The researchers analyzed this dataset using linear mixed models with repeated measures to identify the trajectory of the relationship between food energy intake and food ED (both served and eaten).
Of the 94 children, 53% were male and 47% were female. Of the 87 who provided anthropometric data, 13 were classified as overweight or obese, while 2 were underweight. Children were predominantly white (69), with smaller numbers of Asian, black or other ethnic groups.
On average, children consume about 1000 kcal per day, which meets their estimated energy needs (based on children for whom anthropometric data were available). Main meals contribute 43% of daily intake weight, while snacks contribute 24% and milk 33%. On average, main meals contribute half of daily energy intake, while snacks provide 36% and milk 14%. The mean daily ED consumed by children was 1.4 kcal per gram.
During the main meal, the ED consumed by children was slightly lower than the ED they were served. Notably, ED intake was greater than ED served at snack times. This indicates that children prefer high-ED snack items more than low-ED snack items. Energy intake throughout the day was positively associated with menu characteristics such as portion size, ED, and weight of food served. Overall, children’s energy intake increased and then decreased with ED. This plot may be attributed to the fact that the high-ED foods were served in limited amounts and not to the breakpoint seen in adults.

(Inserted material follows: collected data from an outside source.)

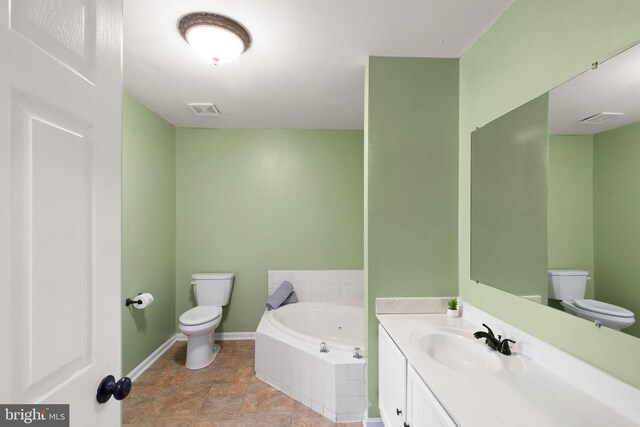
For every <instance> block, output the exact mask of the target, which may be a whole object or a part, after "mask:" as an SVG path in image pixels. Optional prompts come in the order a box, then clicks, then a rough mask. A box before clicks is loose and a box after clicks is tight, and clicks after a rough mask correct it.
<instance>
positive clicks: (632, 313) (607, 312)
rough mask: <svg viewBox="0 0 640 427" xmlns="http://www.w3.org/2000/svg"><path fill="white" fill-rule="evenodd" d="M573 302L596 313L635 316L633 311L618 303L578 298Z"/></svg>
mask: <svg viewBox="0 0 640 427" xmlns="http://www.w3.org/2000/svg"><path fill="white" fill-rule="evenodd" d="M573 303H574V304H575V305H576V306H578V307H579V308H581V309H583V310H588V311H593V312H594V313H600V314H606V315H607V316H616V317H633V312H631V311H629V310H627V309H626V308H623V307H618V306H617V305H613V304H608V303H606V302H602V301H596V300H593V299H577V300H573Z"/></svg>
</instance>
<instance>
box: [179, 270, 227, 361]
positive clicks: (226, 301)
mask: <svg viewBox="0 0 640 427" xmlns="http://www.w3.org/2000/svg"><path fill="white" fill-rule="evenodd" d="M233 277H234V274H233V273H197V274H194V275H192V276H191V284H192V285H193V290H194V293H195V295H196V304H198V305H197V306H196V307H193V308H192V309H190V310H188V311H186V312H184V313H183V314H182V316H180V321H179V325H178V328H179V329H180V331H181V332H182V333H183V334H185V335H186V336H187V363H186V365H185V366H186V367H187V369H201V368H205V367H207V366H209V365H210V364H211V363H212V362H213V361H214V359H215V358H216V355H217V354H218V351H220V346H219V345H218V344H215V341H214V338H213V331H214V330H215V329H216V327H217V326H218V325H219V324H220V320H221V319H222V306H225V305H227V304H228V303H229V299H230V297H231V288H232V286H233Z"/></svg>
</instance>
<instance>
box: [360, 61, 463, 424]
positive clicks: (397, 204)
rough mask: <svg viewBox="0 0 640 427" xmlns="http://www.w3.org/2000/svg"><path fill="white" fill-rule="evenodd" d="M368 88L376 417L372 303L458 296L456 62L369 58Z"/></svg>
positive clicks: (369, 249)
mask: <svg viewBox="0 0 640 427" xmlns="http://www.w3.org/2000/svg"><path fill="white" fill-rule="evenodd" d="M366 81H367V87H366V89H365V91H366V99H367V103H366V105H365V108H366V113H365V116H366V119H365V123H366V129H365V133H366V135H367V138H366V141H365V156H366V157H367V160H366V163H367V169H366V174H367V176H366V178H365V181H366V182H367V186H366V188H365V192H366V193H367V196H366V199H367V204H366V206H365V210H366V211H365V217H366V218H367V220H366V221H367V230H366V231H365V233H366V235H367V237H366V241H367V248H366V253H367V261H366V281H367V282H366V283H367V297H366V298H367V301H366V308H365V310H366V316H367V319H368V322H367V344H366V348H367V370H368V374H367V381H368V400H369V402H368V405H369V406H368V411H369V417H375V416H377V415H378V381H377V379H378V364H377V347H378V337H377V320H376V318H375V299H376V298H377V297H412V296H451V295H456V294H457V285H456V284H457V281H458V278H457V223H456V215H457V209H458V203H457V188H458V170H457V162H458V146H457V138H458V60H457V59H429V58H383V57H370V58H369V61H368V65H367V77H366Z"/></svg>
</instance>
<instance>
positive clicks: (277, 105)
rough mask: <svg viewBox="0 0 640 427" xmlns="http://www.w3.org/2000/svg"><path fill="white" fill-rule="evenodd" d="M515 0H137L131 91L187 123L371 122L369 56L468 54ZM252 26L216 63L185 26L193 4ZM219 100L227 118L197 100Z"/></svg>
mask: <svg viewBox="0 0 640 427" xmlns="http://www.w3.org/2000/svg"><path fill="white" fill-rule="evenodd" d="M511 3H513V0H397V1H391V0H386V1H385V0H325V1H322V2H320V1H317V0H269V1H267V0H242V1H238V0H180V1H178V0H127V1H125V2H124V78H125V90H126V91H127V92H128V93H130V94H131V95H133V96H134V97H135V98H137V99H138V100H140V101H141V102H142V103H144V104H145V105H147V106H148V107H149V108H151V109H152V110H154V111H155V112H157V113H158V114H160V115H161V116H162V117H164V118H165V119H167V120H168V121H169V122H171V123H172V124H174V125H176V126H179V127H206V128H306V129H362V127H363V122H364V67H365V63H366V59H367V56H369V55H377V56H415V57H443V58H459V57H460V56H462V54H463V53H464V52H465V51H466V50H467V49H468V48H469V47H470V46H471V45H472V44H473V43H474V42H475V41H476V40H477V39H478V38H479V37H480V36H481V35H482V33H484V32H485V31H486V29H487V28H489V27H490V26H491V24H492V23H493V22H495V20H496V19H497V18H498V17H499V16H500V15H501V14H502V13H503V12H504V11H505V10H506V9H507V8H508V7H509V6H510V5H511ZM200 11H204V12H213V13H218V14H221V15H225V16H229V17H231V18H233V19H235V20H237V21H238V22H240V23H241V24H242V25H244V26H245V27H246V28H247V29H248V31H249V33H250V34H251V37H252V46H251V48H250V49H249V50H248V51H246V52H245V53H244V54H243V55H242V56H241V57H240V58H239V59H238V60H236V61H235V62H232V63H229V64H221V65H218V66H213V65H212V64H211V63H208V62H206V61H205V60H203V59H202V58H200V57H198V56H197V55H196V54H195V53H194V52H193V51H192V50H191V48H190V47H189V46H188V45H187V43H186V42H185V41H184V40H183V39H182V37H181V36H180V34H179V33H178V30H177V23H178V20H179V19H180V18H181V17H182V16H183V15H185V14H187V13H190V12H200ZM192 102H213V103H214V104H215V105H216V106H217V107H218V109H219V110H220V112H221V113H222V116H221V117H218V118H216V117H197V116H195V115H193V113H191V111H190V110H189V109H188V107H187V103H192Z"/></svg>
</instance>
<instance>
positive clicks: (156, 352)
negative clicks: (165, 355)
mask: <svg viewBox="0 0 640 427" xmlns="http://www.w3.org/2000/svg"><path fill="white" fill-rule="evenodd" d="M174 342H176V336H175V335H174V336H172V337H171V338H169V339H168V340H167V341H165V342H164V343H162V344H161V345H160V347H158V348H157V349H155V351H154V352H153V353H151V354H150V355H149V356H148V357H147V358H146V359H144V360H143V361H142V362H141V363H140V364H139V365H138V366H136V367H135V368H133V370H132V371H131V372H129V374H128V375H127V376H128V377H129V378H131V381H135V380H136V379H137V378H138V377H139V376H140V375H142V373H143V372H144V371H146V370H147V369H148V368H149V366H151V365H153V362H155V361H156V360H158V358H160V356H162V355H163V354H164V353H165V352H166V351H167V350H169V347H171V345H172V344H173V343H174Z"/></svg>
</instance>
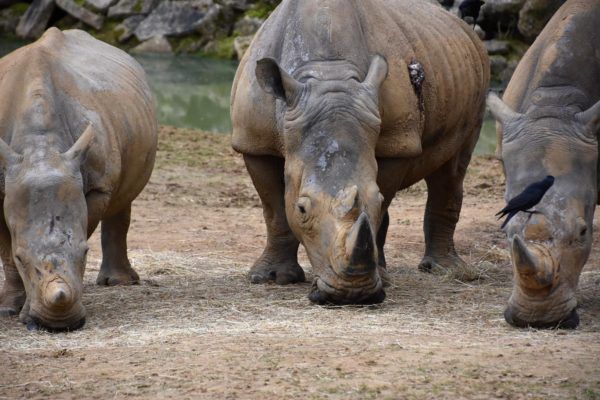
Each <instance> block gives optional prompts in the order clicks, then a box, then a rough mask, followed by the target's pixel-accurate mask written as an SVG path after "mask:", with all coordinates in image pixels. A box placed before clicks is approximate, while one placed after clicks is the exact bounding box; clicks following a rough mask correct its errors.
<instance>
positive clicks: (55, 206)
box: [0, 127, 93, 330]
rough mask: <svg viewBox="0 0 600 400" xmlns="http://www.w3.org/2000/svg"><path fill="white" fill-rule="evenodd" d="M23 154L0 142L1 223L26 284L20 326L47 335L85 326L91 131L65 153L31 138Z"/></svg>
mask: <svg viewBox="0 0 600 400" xmlns="http://www.w3.org/2000/svg"><path fill="white" fill-rule="evenodd" d="M31 139H32V140H33V141H34V142H32V143H29V145H26V146H24V149H25V150H24V151H23V154H18V153H16V152H14V151H13V150H12V149H11V148H10V147H9V146H8V145H7V144H6V143H5V142H4V141H2V140H1V139H0V161H1V162H2V165H3V168H4V176H5V185H4V188H2V189H3V191H4V217H5V220H6V224H7V227H8V229H9V231H10V236H11V244H12V254H13V259H14V262H15V264H16V266H17V269H18V271H19V275H20V276H21V278H22V279H23V282H24V284H25V290H26V293H27V301H26V304H25V306H24V307H23V309H22V311H21V320H22V321H23V322H25V323H27V324H32V325H33V326H36V325H37V326H41V327H45V328H48V329H50V330H73V329H77V328H79V327H81V326H82V325H83V324H84V322H85V309H84V307H83V304H82V303H81V295H82V286H83V272H84V269H85V260H86V255H87V250H88V246H87V207H86V200H85V196H84V192H83V182H82V174H81V172H80V166H81V163H82V160H83V158H84V157H85V154H86V152H87V150H88V148H89V146H90V143H91V142H92V139H93V131H92V128H91V127H88V129H87V130H86V131H85V132H84V134H83V135H82V136H81V137H80V138H79V140H78V141H77V142H76V143H75V144H74V145H73V146H72V148H71V149H69V150H68V151H66V152H60V151H59V150H58V149H57V147H55V146H52V144H51V143H49V142H51V141H52V139H51V136H46V135H43V136H32V137H31Z"/></svg>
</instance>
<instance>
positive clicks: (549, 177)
mask: <svg viewBox="0 0 600 400" xmlns="http://www.w3.org/2000/svg"><path fill="white" fill-rule="evenodd" d="M553 184H554V177H553V176H552V175H548V176H547V177H545V178H544V179H542V180H541V181H539V182H534V183H532V184H531V185H529V186H527V187H526V188H525V190H523V191H522V192H521V193H519V194H518V195H516V196H515V197H513V198H512V199H510V200H509V201H508V203H507V204H506V207H504V208H503V209H502V210H500V211H499V212H498V213H497V214H496V216H497V217H498V219H500V218H502V217H504V216H505V215H506V214H508V217H506V220H505V221H504V223H503V224H502V226H501V227H500V229H502V228H504V227H505V226H506V224H507V223H508V221H510V219H511V218H512V217H514V216H515V215H516V214H517V213H518V212H519V211H523V212H527V213H530V214H533V213H534V212H535V211H528V210H529V209H530V208H532V207H534V206H535V205H536V204H537V203H539V202H540V201H541V200H542V197H544V194H546V192H547V191H548V189H550V187H551V186H552V185H553Z"/></svg>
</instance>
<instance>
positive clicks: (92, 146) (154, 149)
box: [0, 28, 157, 208]
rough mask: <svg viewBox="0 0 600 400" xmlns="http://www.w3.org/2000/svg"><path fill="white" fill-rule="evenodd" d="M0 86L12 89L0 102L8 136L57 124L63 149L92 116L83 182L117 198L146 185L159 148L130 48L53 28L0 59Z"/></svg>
mask: <svg viewBox="0 0 600 400" xmlns="http://www.w3.org/2000/svg"><path fill="white" fill-rule="evenodd" d="M0 90H2V93H14V101H13V102H12V103H11V104H6V103H5V104H4V105H0V126H4V127H7V128H8V129H5V130H4V131H3V132H2V136H3V138H4V140H6V141H7V142H8V143H11V142H12V144H13V145H17V146H18V143H19V141H20V140H22V137H24V136H25V135H27V134H29V133H30V132H35V131H40V132H43V131H50V132H52V131H55V132H60V133H59V134H60V135H63V136H66V137H64V138H63V139H64V147H65V148H64V149H63V150H66V149H67V148H68V147H69V146H70V145H72V143H74V142H75V141H76V140H77V138H78V137H79V135H81V134H82V133H83V131H84V129H85V128H86V126H87V125H88V124H89V123H92V124H93V127H94V131H95V139H94V145H93V146H92V149H91V150H90V152H89V154H88V157H87V159H86V162H85V164H84V165H83V166H82V172H83V174H84V179H85V181H86V183H87V186H88V188H92V189H94V188H99V189H101V190H106V191H109V192H110V193H112V197H113V199H115V201H116V202H118V203H127V201H129V202H130V201H131V200H133V198H135V197H136V196H137V194H138V193H139V192H140V191H141V190H142V189H143V187H144V185H145V184H146V182H147V181H148V179H149V176H150V173H151V171H152V166H153V163H154V154H155V150H156V142H157V122H156V116H155V104H154V99H153V95H152V93H151V90H150V88H149V86H148V84H147V82H146V76H145V73H144V71H143V69H142V68H141V66H140V65H139V64H138V63H137V62H136V61H135V60H134V59H133V58H132V57H131V56H129V55H128V54H127V53H125V52H124V51H121V50H119V49H117V48H115V47H112V46H109V45H107V44H105V43H103V42H101V41H99V40H96V39H94V38H93V37H92V36H90V35H89V34H87V33H86V32H83V31H79V30H71V31H64V32H61V31H59V30H58V29H55V28H51V29H49V30H48V31H46V33H45V34H44V35H43V36H42V38H40V39H39V40H38V41H37V42H35V43H33V44H31V45H29V46H26V47H23V48H21V49H19V50H17V51H15V52H14V53H11V54H9V55H8V56H6V57H5V58H3V59H2V60H1V61H0ZM40 99H41V100H40ZM38 103H39V104H42V106H41V108H40V106H39V105H38ZM113 206H118V204H113V205H111V208H113ZM117 208H118V207H117Z"/></svg>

Using food intake measured in preschool children, researchers found evidence that mealtime energy intake increased with food weight and ED, both in terms of foods eaten and served. However, they found no indication that there is a threshold level or break point of ED in unconsciously ingested children, after which they reduce their energy intake. Indeed, it was demonstrated that the availability of high-ED foods was a limitation of intake.
The study was conducted strictly by following all meal times (main meals and snacks) of the children for five consecutive days. However, menus were limited in the availability of high-ED foods, which may not be the case for all children. All participants were also from high-education and high-income families, making the results less generalizable to other groups.
This study provides exciting results on the multivariate relationship between ED intake and food availability. Further studies, the authors hope, will use experimental frameworks to examine these relationships and provide important insights into human nutrition.